The Newberry Mountains in Nevada are located east of Cal-Nev-Ari and the United States Coast Guard LORAN station in the southern part of the state. The range is Nevada's southernmost named mountain range, and lies to the northwest of the town of Laughlin and west of Lake Mohave. The Newberry Mountains connect with the Eldorado Mountains and The Highland Mountains. The highest point in the range is Spirit Mountain at 5642 ft.

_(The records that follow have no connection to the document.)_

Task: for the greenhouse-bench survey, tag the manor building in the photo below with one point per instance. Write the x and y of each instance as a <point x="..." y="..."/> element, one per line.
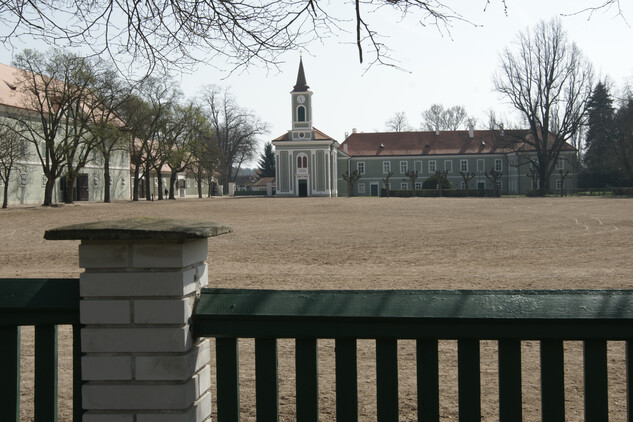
<point x="311" y="163"/>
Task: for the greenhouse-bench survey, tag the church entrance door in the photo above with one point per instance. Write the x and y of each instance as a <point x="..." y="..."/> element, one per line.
<point x="303" y="188"/>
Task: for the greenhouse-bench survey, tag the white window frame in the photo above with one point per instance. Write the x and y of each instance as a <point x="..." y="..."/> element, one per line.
<point x="498" y="165"/>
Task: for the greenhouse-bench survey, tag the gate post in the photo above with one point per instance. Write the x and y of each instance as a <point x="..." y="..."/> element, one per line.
<point x="140" y="361"/>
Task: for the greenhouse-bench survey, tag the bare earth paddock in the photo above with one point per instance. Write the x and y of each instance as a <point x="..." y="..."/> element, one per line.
<point x="372" y="243"/>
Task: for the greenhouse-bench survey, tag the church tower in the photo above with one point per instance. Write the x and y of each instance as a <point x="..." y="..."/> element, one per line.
<point x="305" y="157"/>
<point x="301" y="108"/>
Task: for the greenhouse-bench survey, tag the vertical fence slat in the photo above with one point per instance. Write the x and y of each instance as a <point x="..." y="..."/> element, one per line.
<point x="387" y="379"/>
<point x="469" y="385"/>
<point x="10" y="370"/>
<point x="228" y="385"/>
<point x="77" y="380"/>
<point x="46" y="373"/>
<point x="552" y="380"/>
<point x="266" y="379"/>
<point x="307" y="380"/>
<point x="428" y="380"/>
<point x="596" y="389"/>
<point x="510" y="401"/>
<point x="346" y="380"/>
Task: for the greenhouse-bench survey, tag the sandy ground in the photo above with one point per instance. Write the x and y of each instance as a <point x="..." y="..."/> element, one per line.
<point x="372" y="243"/>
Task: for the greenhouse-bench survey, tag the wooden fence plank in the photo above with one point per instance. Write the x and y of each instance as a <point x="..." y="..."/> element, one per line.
<point x="596" y="389"/>
<point x="468" y="379"/>
<point x="307" y="380"/>
<point x="10" y="370"/>
<point x="46" y="373"/>
<point x="387" y="379"/>
<point x="428" y="380"/>
<point x="346" y="380"/>
<point x="228" y="394"/>
<point x="266" y="380"/>
<point x="510" y="402"/>
<point x="552" y="381"/>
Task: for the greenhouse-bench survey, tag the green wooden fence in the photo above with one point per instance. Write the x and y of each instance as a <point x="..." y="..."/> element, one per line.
<point x="45" y="304"/>
<point x="551" y="317"/>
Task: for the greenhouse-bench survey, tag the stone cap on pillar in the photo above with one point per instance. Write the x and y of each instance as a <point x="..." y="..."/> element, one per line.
<point x="139" y="228"/>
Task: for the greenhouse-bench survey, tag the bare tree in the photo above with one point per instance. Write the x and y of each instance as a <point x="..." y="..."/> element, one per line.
<point x="398" y="123"/>
<point x="549" y="82"/>
<point x="234" y="129"/>
<point x="56" y="93"/>
<point x="13" y="152"/>
<point x="437" y="117"/>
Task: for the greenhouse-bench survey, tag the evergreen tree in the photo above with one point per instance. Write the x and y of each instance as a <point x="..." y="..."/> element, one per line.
<point x="267" y="161"/>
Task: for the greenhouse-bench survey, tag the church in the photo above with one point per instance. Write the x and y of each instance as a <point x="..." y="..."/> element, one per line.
<point x="310" y="163"/>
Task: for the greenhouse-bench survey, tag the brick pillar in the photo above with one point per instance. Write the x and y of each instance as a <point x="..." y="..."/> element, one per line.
<point x="140" y="362"/>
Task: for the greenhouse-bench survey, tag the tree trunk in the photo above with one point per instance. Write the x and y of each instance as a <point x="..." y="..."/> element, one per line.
<point x="106" y="178"/>
<point x="137" y="179"/>
<point x="148" y="185"/>
<point x="48" y="192"/>
<point x="5" y="200"/>
<point x="159" y="175"/>
<point x="172" y="183"/>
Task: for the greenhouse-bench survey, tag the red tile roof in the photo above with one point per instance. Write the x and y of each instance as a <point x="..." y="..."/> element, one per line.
<point x="428" y="143"/>
<point x="319" y="136"/>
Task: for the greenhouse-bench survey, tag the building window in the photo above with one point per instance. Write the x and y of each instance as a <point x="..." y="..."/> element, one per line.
<point x="302" y="161"/>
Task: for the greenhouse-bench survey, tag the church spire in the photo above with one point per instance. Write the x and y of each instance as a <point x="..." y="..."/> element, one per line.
<point x="301" y="85"/>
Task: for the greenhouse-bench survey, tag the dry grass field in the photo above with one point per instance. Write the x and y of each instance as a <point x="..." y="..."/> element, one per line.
<point x="373" y="243"/>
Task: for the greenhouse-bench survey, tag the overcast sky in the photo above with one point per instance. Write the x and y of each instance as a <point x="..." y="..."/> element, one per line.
<point x="450" y="69"/>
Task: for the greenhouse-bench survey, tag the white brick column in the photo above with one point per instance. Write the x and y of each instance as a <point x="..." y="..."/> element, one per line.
<point x="140" y="362"/>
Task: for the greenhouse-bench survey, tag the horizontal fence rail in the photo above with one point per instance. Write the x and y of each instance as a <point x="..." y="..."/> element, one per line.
<point x="509" y="317"/>
<point x="45" y="304"/>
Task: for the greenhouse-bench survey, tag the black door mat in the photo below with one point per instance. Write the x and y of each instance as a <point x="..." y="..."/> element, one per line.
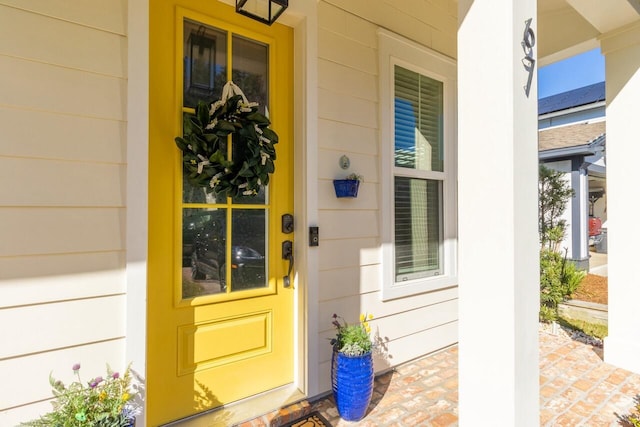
<point x="313" y="419"/>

Native Americans held the range to be sacred. The range includes Spirit Mountain which is a Native American Traditional Cultural Property and is listed on the National Register of Historic Places.

Ancient Native American petroglyphs abound in Grapevine Canyon, located just south of Spirit Mountain in the Newberry Mountain range. Located within the Lake Mead National Recreation Area just west of the 67-mile-long Lake Mohave, Grapevine Canyon offers visitors the opportunity to see numerous abstract, anthropomorphic, and animal depictions pecked directly into the basalt rock near the mount of the canyon. A parking area with restrooms is provided and a about a half-mile walk through desert scrub is required to see the petroglyphs. Ranger-guided hikes are offered by National Park Service staff based at Katherine Landing, located on the east side of Lake Mohave 2 miles north of Bullhead City, Arizona, and accessed via Arizona Highway 95 and Highway 68.

The area is in the homeland of the Yuman people. Yuman and Mojave people believe all life began on this mountain, which is visible for miles from Bullhead City in Arizona, Needles in California, and Laughlin, Cal-Nev-Ari, and Searchlight in Nevada. Descendants of the first Native Americans to reside in the area still live on the Fort Mojave Indian Reservation, located about 20 miles south of the Spirit Mountains Wilderness.